Who would dare deny that we live in an evil time as we approach the close of 1996? The nearer we come to the end of our present dispensation of God's grace, the darker the times appear. Men of God have always been concerned about the trends of the times in which they lived. In Psalm 11: 3, David poses the question, "If the foundations be destroyed, what shall the righteous do?" The author of this little booklet had similar concerns more than one hundred years ago. What he wrote then is still relevant today.
Unlike most contemporary writers, H. H. Snell does not concentrate primarily upon the declining moral standards and the increase in gross wickedness that even the world deplores as so pathetically commonplace today. He points out that "the natural conscience sometimes recognizes and recoils from moral evil," and goes on to say: "but to discern and repudiate doctrinal evil we need to be spiritual." It is this latter evil that he intends to focus on, both for the individual and for God's assembly. This is of great importance today, where so many gloss over doctrinal differences, and where mass movements even endorse indifference to doctrine as a principle by which to unite all kinds of people.

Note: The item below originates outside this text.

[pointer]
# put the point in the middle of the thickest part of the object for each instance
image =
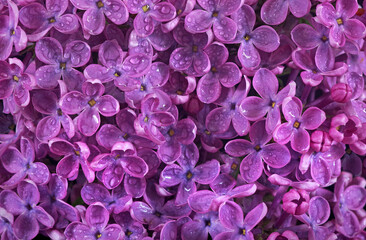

The author speaks plainly and straightforwardly. He points out that separation from evil is but a beginning: there is more to follow. Using Old Testament examples, he shows how in a time of ruin the judgment of evil was always followed by a returning to the Word of God and acting thereon. From the New Testament he points out what the essentials of Christianity are, at least as far as they directly relate to his subject. That which we "have heard from the beginning," especially with regard to the Person of the Son, the headship of Christ, and the abiding presence of the Holy Spirit-these are precious subjects to which he devotes consideration.
While setting before his readers the importance of doctrinal soundness, the writer equally stresses the importance of an accompanying condition of faith and love and hope. He warns against being puffed up about separation from evil and warns also against "gliding" (an interesting word to use, isn't it) "into formality and dead orthodoxy." "God looks for reality," he tells us in conclusion. "Are our hearts set on pleasing Him by walking in the truth?"
From time to time we are told not to remove the ancient landmarks which our fathers have set. Often this verse is applied to pet customs and patterns that have become traditional among gatherings of Christians. In this little booklet we have some of those ancient landmarks that God prizes, for these are landmarks He has used our spiritual fathers, the apostles, to set for us in His Word. May we heed them-they are still appropriate today.